Órfãos e Sucessões

Alvará judicial para valores do falecido: quando avaliar esse caminho

Marcus Farias Advocacia · Conteúdo jurídico informativo

Chaves e documentos sobre mesa, imagem editorial sobre inventário, patrimônio e sucessão
Neste artigo
  1. O tipo de valor faz diferença
  2. Comece pela instituição responsável
  3. Documentação para o atendimento
  4. O que acompanhar

Quando um familiar falece deixando salários, depósitos ou restituições a receber, pode existir uma forma de levantamento sem inventário. A possibilidade depende da natureza do crédito, de quem tem direito ao recebimento e das condições legais. Um alvará judicial não é uma autorização genérica para retirar qualquer quantia existente em nome do falecido.

O tipo de valor faz diferença

A Lei de levantamento de valores não recebidos em vida trata de verbas devidas por empregadores e de determinados fundos, com pagamento aos dependentes habilitados e, na falta deles, aos sucessores indicados em alvará judicial. Também prevê restituições tributárias e, sob condições, saldos bancários, poupança e fundos de investimento.

Para esses saldos financeiros, a lei menciona ausência de outros bens sujeitos a inventário e um limite expresso em unidade histórica. A apuração atual desse parâmetro e o enquadramento do pedido precisam ser conferidos no caso concreto. Evite usar um valor em reais encontrado em publicação antiga como se fosse um teto nacional fixo. As condições não são idênticas para todas as verbas contempladas.

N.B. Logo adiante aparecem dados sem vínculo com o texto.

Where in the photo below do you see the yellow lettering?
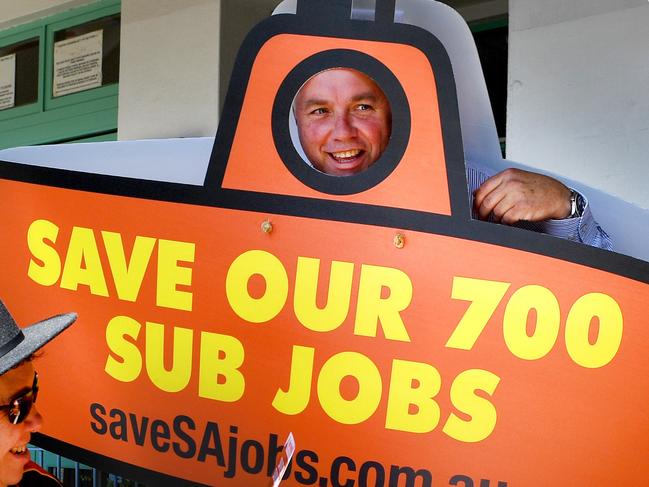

Comece pela instituição responsável

Identifique o banco, empregador, órgão ou entidade que mantém o crédito e peça informações sobre a origem, saldo e documentos exigidos. Guarde o protocolo e a resposta. Em algumas situações, o procedimento administrativo para dependentes pode ser suficiente; em outras, será necessário apresentar título judicial. A consulta inicial ajuda a não ajuizar um pedido com descrição incompleta.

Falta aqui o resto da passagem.